The other major advantage comes from Acopia's Shadow Volume replication feature, which Engineer said copies files without impacting performance. Shopzilla's primary storage resides on systems from XIV Ltd., the clustered storage vendor IBM bought in January, and 3PARdata. It also has three tiers of NAS storage via ONStor gateways connected to XIV, 3PARdata and Nexsan disk arrays, plus BlueArc NAS boxes with its own set of disks.

Engineer said Acopia's ARX switches allow him to share files between his ONStor gateways and BlueArc NAS systems.

"The second big advantage is I can put production data on high-caliber storage," he said. "There was no easy way to replicate data in real time between production and development because one was on Tier 1 and one was on Tier 2. With Acopia in between, you can do cross-vendor replication. That was a huge win for us."

Engineer said out-of-band virtualization might be fine for migrating files, but he wanted an in-band switch to provide global namespace for all of his NAS files. "Having a layer that can be in front of NAS devices so you can take five different vendors and create one volume that exists across all the vendors' systems can only be done with inline virtualization," he said. "Out-of-band virtualization is an afterthought to me."

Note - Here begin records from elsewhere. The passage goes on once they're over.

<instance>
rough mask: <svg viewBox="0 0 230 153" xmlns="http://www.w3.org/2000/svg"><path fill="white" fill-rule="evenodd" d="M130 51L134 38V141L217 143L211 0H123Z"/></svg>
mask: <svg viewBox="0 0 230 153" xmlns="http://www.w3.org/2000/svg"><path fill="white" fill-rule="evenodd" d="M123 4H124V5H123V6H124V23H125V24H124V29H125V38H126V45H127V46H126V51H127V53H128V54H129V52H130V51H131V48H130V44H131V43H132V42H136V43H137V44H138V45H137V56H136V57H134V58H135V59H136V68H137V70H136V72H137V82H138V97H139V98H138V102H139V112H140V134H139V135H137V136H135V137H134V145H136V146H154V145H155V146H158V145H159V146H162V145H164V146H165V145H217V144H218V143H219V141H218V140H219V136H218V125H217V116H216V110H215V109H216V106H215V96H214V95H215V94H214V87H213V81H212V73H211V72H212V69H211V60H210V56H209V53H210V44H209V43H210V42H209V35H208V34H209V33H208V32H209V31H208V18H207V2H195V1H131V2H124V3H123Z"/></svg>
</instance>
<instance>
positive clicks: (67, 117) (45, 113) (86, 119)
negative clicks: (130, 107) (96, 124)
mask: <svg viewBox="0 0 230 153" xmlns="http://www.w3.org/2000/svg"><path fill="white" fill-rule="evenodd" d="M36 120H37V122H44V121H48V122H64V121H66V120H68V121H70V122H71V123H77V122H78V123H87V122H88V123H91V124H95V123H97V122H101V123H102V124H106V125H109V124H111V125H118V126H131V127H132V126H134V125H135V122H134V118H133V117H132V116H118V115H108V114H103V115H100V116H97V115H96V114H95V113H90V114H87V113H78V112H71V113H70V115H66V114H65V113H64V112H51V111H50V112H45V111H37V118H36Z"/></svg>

Engineer's one complaint about ARX is the way it stores the metadata used to apply policies to files. "Their metadata is a single point of failure, although they don't agree because they can rebuild it," he said. "It can take anywhere from five seconds to 10 minutes, but if that metadata volume goes down, you can have 10 minutes of downtime. I would like them to have redundant metadata volume. It's not a major thing, but it would be nice to have."